Minor - Adding unload format to unload_files (#761)

jaidisido · kukushking · web-flow · commit 9831829bd71a · 2021-06-28T18:37:04.000+01:00
Co-authored-by: kukushking &lt;3997468+kukushking@users.noreply.github.com&gt;
diff --git a/awswrangler/redshift.py b/awswrangler/redshift.py
@@ -851,6 +851,7 @@ def unload_to_files(
     aws_secret_access_key: Optional[str] = None,
     aws_session_token: Optional[str] = None,
     region: Optional[str] = None,
+    unload_format: Optional[str] = None,
     max_file_size: Optional[float] = None,
     kms_key_id: Optional[str] = None,
     manifest: bool = False,
@@ -890,6 +891,9 @@ def unload_to_files(
         same AWS Region as the Amazon Redshift cluster. By default, UNLOAD
         assumes that the target Amazon S3 bucket is located in the same AWS
         Region as the Amazon Redshift cluster.
+    unload_format: str, optional
+        Format of the unloaded S3 objects from the query.
+        Valid values: "CSV", "PARQUET". Case sensitive. Defaults to PARQUET.
     max_file_size : float, optional
         Specifies the maximum size (MB) of files that UNLOAD creates in Amazon S3.

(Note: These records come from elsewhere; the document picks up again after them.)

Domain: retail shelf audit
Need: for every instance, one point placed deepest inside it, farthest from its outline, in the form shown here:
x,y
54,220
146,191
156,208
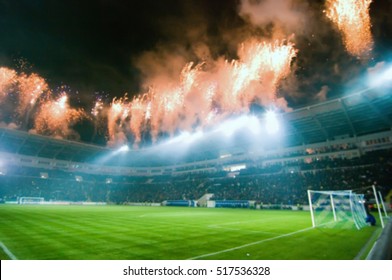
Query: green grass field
x,y
127,232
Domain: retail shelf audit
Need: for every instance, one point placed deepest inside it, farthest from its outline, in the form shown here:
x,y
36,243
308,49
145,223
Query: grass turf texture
x,y
127,232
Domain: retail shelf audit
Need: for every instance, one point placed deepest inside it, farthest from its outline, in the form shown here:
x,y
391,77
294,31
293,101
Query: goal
x,y
30,200
337,208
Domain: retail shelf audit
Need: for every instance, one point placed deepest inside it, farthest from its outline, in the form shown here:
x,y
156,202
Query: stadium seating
x,y
275,184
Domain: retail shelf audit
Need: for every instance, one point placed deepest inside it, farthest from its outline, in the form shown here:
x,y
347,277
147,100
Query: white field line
x,y
250,244
242,230
8,252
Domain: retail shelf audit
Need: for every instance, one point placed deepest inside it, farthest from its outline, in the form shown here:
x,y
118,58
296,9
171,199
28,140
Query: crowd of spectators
x,y
269,185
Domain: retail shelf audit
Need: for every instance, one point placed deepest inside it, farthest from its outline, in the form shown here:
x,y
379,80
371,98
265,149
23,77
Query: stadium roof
x,y
351,116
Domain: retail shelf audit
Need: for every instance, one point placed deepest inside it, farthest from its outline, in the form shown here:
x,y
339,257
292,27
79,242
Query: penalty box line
x,y
7,252
250,244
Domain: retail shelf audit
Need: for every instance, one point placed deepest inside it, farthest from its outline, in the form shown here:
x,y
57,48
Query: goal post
x,y
30,200
330,207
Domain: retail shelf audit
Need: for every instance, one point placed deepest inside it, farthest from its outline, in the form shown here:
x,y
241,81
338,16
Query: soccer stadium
x,y
226,193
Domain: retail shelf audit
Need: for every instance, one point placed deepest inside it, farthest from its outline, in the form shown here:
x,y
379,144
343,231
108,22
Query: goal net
x,y
337,208
30,200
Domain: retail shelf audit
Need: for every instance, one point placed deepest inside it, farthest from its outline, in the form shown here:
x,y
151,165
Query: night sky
x,y
112,47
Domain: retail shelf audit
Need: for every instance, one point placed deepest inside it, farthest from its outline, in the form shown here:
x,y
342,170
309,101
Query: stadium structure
x,y
345,133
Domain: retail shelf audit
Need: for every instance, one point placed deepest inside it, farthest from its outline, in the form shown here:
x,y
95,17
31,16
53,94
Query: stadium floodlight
x,y
383,78
271,122
333,208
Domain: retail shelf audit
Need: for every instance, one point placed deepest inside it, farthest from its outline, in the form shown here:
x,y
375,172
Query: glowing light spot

         Specify a decimal value between 5.0 MB and 6200.0 MB. If None, the default
@@ -925,9 +929,12 @@ def unload_to_files(
 
 
     """
+    if unload_format not in [None, "CSV", "PARQUET"]:
+        raise exceptions.InvalidArgumentValue("<unload_format> argument must be 'CSV' or 'PARQUET'")
     session: boto3.Session = _utils.ensure_session(session=boto3_session)
     s3.delete_objects(path=path, use_threads=use_threads, boto3_session=session)
     with con.cursor() as cursor:
+        format_str: str = unload_format or "PARQUET"
         partition_str: str = f"\nPARTITION BY ({','.join(partition_cols)})" if partition_cols else ""
         manifest_str: str = "\nmanifest" if manifest is True else ""
         region_str: str = f"\nREGION AS '{region}'" if region is not None else ""
@@ -948,7 +955,7 @@ def unload_to_files(
             f"{auth_str}"
             "ALLOWOVERWRITE\n"
             "PARALLEL ON\n"
-            "FORMAT PARQUET\n"
+            f"FORMAT {format_str}\n"
             "ENCRYPTED"
             f"{kms_key_id_str}"
             f"{partition_str}"
diff --git a/tests/test_redshift.py b/tests/test_redshift.py
@@ -352,7 +352,10 @@ def test_unload_extras(bucket, path, redshift_table, redshift_con, databases_par
     assert len(df.columns) == 2
 
 
-def test_unload_with_prefix(bucket, path, redshift_table, redshift_con, databases_parameters, kms_key_id):
+@pytest.mark.parametrize("unload_format", [None, "CSV", "PARQUET"])
+def test_unload_with_prefix(
+    bucket, path, redshift_table, redshift_con, databases_parameters, kms_key_id, unload_format
+):
     test_prefix = "my_prefix"
     table = redshift_table
     schema = databases_parameters["redshift"]["schema"]
@@ -367,6 +370,7 @@ def test_unload_with_prefix(bucket, path, redshift_table, redshift_con, database
         "region": wr.s3.get_bucket_region(bucket),
         "max_file_size": 5.0,
         "kms_key_id": kms_key_id,
+        "unload_format": unload_format,
     }
     # Adding a prefix to S3 output files
     wr.redshift.unload_to_files(**args)